Le conseil municipal se réunira lundi 20, à 20 h. Il débattra essentiellement des affaires financières : le budget, les impôts locaux, le programme pluriannuel d’investissement, les subventions. Mais à Questembert, comme dans d’autres villes, des candidats aux municipales ont annoncé qu’ils feraient un audit des finances communales. Ça mérite réflexion.
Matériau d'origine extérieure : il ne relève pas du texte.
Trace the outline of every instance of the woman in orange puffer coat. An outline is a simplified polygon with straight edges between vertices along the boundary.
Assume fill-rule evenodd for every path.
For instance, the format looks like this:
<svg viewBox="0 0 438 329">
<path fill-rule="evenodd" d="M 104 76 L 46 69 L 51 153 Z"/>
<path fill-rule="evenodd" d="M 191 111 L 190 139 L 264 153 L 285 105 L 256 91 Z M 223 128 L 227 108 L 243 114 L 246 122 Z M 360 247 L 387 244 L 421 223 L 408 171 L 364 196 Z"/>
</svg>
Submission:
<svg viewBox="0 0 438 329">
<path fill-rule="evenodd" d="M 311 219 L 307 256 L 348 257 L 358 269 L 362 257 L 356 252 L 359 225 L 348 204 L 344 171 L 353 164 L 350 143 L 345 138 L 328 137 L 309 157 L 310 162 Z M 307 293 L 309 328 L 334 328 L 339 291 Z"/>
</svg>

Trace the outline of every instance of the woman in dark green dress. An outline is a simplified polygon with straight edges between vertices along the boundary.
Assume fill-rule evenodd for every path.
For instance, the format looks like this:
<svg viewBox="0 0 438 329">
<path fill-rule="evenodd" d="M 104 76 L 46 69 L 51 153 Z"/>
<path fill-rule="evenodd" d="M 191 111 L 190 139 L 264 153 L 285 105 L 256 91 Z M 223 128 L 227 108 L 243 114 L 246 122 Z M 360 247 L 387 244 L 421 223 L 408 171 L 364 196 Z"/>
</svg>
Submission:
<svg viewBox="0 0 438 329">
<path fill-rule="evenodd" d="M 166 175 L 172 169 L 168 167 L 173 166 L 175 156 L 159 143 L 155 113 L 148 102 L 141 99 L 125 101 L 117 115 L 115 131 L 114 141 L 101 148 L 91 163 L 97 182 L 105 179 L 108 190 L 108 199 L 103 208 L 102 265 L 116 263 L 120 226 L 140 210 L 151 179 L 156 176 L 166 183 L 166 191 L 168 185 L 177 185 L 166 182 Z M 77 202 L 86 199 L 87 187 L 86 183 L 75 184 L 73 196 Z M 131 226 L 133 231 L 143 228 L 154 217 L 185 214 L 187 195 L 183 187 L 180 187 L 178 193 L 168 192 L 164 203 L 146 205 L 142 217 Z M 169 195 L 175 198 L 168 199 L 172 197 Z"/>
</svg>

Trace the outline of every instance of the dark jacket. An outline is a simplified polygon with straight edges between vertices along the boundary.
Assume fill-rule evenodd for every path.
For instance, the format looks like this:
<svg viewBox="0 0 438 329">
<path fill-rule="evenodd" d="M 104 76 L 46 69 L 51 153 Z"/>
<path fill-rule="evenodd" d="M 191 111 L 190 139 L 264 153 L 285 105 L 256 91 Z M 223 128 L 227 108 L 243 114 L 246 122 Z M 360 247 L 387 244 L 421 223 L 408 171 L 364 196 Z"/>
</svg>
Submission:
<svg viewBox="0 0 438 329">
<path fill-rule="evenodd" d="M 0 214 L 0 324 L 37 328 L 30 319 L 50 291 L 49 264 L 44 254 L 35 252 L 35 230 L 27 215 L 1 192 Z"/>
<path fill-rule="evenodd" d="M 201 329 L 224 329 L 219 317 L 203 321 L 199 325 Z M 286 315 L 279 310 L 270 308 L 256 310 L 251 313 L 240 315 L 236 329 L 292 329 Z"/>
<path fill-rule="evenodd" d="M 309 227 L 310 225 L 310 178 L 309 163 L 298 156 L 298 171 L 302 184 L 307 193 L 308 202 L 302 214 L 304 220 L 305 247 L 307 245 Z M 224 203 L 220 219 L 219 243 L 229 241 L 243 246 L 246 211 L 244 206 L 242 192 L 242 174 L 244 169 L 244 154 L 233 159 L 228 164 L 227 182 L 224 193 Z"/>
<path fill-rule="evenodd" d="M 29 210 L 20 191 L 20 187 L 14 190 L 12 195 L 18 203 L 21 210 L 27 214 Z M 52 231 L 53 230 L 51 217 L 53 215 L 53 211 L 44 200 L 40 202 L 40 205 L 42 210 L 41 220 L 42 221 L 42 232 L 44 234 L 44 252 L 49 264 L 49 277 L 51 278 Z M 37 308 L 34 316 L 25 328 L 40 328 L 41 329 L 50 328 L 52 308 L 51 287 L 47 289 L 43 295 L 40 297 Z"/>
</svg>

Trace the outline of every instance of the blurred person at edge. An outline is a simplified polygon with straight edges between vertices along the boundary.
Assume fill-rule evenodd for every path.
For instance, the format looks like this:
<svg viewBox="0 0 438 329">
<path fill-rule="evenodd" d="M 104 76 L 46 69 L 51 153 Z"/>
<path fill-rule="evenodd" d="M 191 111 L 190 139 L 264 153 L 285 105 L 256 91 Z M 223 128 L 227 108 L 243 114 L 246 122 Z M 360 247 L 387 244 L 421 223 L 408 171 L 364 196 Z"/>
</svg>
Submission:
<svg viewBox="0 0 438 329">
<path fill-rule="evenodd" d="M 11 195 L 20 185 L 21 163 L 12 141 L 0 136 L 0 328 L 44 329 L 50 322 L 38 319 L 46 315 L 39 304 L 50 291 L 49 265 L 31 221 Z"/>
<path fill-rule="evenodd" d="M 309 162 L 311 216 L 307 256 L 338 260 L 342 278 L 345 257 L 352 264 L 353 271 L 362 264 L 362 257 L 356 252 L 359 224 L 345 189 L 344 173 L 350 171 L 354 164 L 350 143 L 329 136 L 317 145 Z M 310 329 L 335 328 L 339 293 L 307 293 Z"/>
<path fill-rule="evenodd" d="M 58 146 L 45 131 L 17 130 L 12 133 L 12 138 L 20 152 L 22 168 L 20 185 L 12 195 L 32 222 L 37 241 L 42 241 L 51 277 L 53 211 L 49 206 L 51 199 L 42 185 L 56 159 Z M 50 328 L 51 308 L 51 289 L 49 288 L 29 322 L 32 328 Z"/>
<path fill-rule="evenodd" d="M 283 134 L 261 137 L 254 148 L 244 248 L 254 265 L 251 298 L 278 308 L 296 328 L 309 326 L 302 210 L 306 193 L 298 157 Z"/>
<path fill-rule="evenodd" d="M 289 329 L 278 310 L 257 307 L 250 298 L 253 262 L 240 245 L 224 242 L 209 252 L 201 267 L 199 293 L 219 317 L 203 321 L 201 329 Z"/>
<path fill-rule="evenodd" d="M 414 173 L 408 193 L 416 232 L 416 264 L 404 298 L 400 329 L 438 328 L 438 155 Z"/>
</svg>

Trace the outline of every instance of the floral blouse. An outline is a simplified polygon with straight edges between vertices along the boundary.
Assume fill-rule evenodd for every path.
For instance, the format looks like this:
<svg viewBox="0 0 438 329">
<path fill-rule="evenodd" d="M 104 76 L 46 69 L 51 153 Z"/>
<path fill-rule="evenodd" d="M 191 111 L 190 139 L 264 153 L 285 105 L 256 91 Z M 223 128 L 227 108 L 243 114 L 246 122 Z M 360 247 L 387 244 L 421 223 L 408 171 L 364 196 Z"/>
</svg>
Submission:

Faire la lumière sur le budget ?
Faire la lumière sur le budget. Eh oui, c’est important, c’est même écrit dans 2 articles de la Déclaration des droits de l’homme et du citoyen de 1789 (à voir ici sur le site du Conseil Constitutionnel) :
– article 14 Tous les citoyens ont le droit de constater, par eux-mêmes ou par leurs représentants, la nécessité de la contribution publique, de la consentir librement, d’en suivre l’emploi, et d’en déterminer la quotité, l’assiette, le recouvrement et la durée.
– article 15 La société a le droit de demander compte à tout agent public de son administration.
La contribution publique est nécessaire, elle est consentie à travers les votes des assemblées comme, pour nous, le conseil municipal, elle est contrôlée et à plusieurs niveaux. D’abord par le conseil municipal qui suit à chaque session l’usage de l’impôt et en trace le bilan à travers le compte administratif, le compte financier unique (voté au conseil de mars); elle est contrôlée aussi par l’État, par les services des finances publiques (la DGFIP) et par la Préfecture (contrôle de légalité) que chacun peut saisir en cas de litige. Le contrôle se fait aussi par la Chambre régionale des comptes qui examine en détail les comptes des collectivités. Pour Questembert, le dernier rapport de la Chambre régionale des comptes remonte à 2013 (voir ici), preuve sans doute que rien, dans la gestion communale, n’est venu attirer l’attention des magistrats de la cour.
Le contrôle citoyen
Ces instances de contrôle, extérieures si l’on peut dire, ne peuvent pas, ne doivent pas remplacer la vigilance des citoyens et d’abord de leurs représentants au conseil municipal. Mais cela suppose que les uns et les autres fassent l’effort de s’informer… et de se former : quel contrôle peut-on exercer si on n’a pas pris le temps de comprendre les règles qui régissent le financement des communes, leurs ressources fiscales et autres, et l’utilisation de ces ressources.
Une anecdote à ce sujet : un jour, je suis interpellé par un conseiller d’opposition (pas un simple citoyen!) qui a dû s’acquitter d’une amende de stationnement; « tu fais ça – avec la police municipale bien sût – pour remplir les caisses de la commune« . Non, les amendes de police, celles du stationnement ou des radars automatiques par exemple, arrivent dans un fonds d’État et sont ensuite réparties selon des règles précises (voir ici).
La formation des élus et l’information claire des citoyens sont deux facteurs essentiels de la vie démocratique.
Inutiles soupçons
Oui, il y a des scandales politico-financiers, et même, ces temps-ci, au plus haut niveau : si un ancien président de la République répond devant la justice d’une accusation d’association de malfaiteurs, si des députés européens sont mis en cause pour détournement de fonds publics, ce n’est pas parce que la justice est politiquement orientée, mais simplement parce que des indices graves ou concordants rendent vraisemblable leur responsabilité dans les faits incriminés (art. 80-1 du Code pénal).
Rien ne permet de généraliser ces mauvais exemples. Et, dans leur immense majorité, les élus sont des gens parfaitement honnêtes, et soucieux de l’intérêt général. Mais chacun a le droit d’avoir une opinion différente de la manière de servir l’intérêt général, c’est le fondement du débat démocratique.
Rien ne sert d’insinuer que les comptes seraient falsifiés, manqueraient de transparence. Inutile donc de réclamer un audit des finances communales, un audit dont le coût pourrait s’élever à 20 000€, une dépense inconsidérée, peu responsable.
Et s’il y avait quelque fondement?
Si malgré tout, après avoir analysé les finances locales avec les outils disponibles, comme ceux que propose l’État (comptes individuels des collectivités locales). Il y a même des organismes de formation qui, en produit d’appel, offrent un audit financier rétrospectif.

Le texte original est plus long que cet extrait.